Lombok waves visible from space
Lombok Strait, between Bali and Lombok, experiences some of the strongest tidal flows on earth, a result of it being one of the main Indonesian throughflows between the Indian Ocean and Pacific Ocean.
Water transport through the Strait is seasonal, affected by the difference in atmospheric pressure across the ocean basins, which is driven by the monsoon.
During the south-east monsoon (our winter), sea levels are lower on the Indonesian side and the flow is from north to south. This reverses during the north-west (summer) moonsoon, but the average flow is to the south.
Amplifying the currents through the Strait and between Lombok and Nusa Penida is an underwater sill sitting at a relatively shallow 200m, with the ocean plummeting down to 4000m to the south, while to the north ocean depths drop to 1000m.
Being one of the only access points between the Indian and Pacific Oceans the ocean dynamics and currents through Lombok Strait are some of the most complex and fastest in the world.
Ocean transport rates of between 2-4,000,000 cubic metres per second - yes, per second! - are recorded through Lombok Strait, and this along with the extreme water depths have helped prevent animal species crossing between Asia and Australia. This fauna boundary is known as The Wallice Line and runs right through Lombok Strait, east of Borneo and south of the Phillipines.

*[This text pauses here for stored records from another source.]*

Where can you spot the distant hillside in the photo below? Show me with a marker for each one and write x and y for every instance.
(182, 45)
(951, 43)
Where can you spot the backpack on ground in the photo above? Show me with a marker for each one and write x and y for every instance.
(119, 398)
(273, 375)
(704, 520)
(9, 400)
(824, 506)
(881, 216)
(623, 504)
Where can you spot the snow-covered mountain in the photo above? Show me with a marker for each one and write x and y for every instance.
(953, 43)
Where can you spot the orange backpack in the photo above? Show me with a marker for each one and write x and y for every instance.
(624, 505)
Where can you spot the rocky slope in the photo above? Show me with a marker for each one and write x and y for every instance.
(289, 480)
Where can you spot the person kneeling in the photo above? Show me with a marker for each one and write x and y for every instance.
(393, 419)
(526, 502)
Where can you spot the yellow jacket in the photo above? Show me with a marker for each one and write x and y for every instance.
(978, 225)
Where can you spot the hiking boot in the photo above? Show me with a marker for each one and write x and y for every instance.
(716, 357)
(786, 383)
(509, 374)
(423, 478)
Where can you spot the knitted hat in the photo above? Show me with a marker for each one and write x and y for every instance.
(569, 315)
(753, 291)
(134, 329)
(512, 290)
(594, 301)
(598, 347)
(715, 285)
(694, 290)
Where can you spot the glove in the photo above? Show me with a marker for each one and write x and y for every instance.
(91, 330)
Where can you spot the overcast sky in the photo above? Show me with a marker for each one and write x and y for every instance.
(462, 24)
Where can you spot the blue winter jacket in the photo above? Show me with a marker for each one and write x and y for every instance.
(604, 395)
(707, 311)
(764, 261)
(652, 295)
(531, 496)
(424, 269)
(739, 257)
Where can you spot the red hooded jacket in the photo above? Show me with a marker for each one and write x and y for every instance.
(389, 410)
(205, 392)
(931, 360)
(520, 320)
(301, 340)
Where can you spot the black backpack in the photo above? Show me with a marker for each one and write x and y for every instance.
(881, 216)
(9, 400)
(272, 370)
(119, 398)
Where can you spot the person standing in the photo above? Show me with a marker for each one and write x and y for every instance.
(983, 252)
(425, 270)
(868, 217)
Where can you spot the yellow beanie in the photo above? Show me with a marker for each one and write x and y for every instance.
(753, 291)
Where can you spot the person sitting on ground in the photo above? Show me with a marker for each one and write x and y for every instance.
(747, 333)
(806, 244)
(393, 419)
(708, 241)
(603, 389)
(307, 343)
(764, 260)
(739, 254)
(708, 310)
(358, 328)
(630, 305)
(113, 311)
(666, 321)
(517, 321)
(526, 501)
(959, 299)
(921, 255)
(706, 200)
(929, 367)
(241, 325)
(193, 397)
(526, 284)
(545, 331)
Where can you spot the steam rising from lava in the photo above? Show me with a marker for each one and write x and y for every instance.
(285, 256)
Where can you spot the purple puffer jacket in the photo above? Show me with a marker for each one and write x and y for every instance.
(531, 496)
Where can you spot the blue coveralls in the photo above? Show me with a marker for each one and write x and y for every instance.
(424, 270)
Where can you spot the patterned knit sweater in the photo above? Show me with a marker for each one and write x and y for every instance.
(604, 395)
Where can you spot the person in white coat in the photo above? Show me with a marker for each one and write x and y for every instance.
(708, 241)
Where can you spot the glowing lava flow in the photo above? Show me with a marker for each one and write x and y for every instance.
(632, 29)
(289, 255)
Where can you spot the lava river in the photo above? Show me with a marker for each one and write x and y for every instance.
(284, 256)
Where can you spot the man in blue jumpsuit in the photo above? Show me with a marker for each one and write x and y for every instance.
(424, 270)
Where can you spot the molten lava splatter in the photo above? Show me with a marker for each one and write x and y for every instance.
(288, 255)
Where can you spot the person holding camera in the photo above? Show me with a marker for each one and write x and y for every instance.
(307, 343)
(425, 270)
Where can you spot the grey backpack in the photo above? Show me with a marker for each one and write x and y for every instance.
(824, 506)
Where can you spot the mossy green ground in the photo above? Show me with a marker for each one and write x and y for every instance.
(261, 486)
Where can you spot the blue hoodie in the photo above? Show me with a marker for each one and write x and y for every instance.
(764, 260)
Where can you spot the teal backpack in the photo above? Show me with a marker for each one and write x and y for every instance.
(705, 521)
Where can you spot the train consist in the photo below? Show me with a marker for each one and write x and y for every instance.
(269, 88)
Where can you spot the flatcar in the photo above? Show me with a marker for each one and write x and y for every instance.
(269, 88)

With varying water densities and current speeds between the surface water and water flowing over the sill, large internal distrubances (waves) are created which are visible from space. This is relatable to disturbances seen when water floods or spills over a weir.
These internal waves travel both north and south of Lombok Strait depending on the throughflow direction with reports of them breaking and capping at times from people making the crossing to Lombok from Bali.
A satellite image taken at the start of November reveals these internal waves propagating north from Lombok Strait, visible due to sunglint: a phenomena where the ocean is so still and glassy that sun reflects off it, straight back at the observing satellite making it almost mirror like.
This has helped identify the strong internal waves which can have wavelengths up to several kilometres.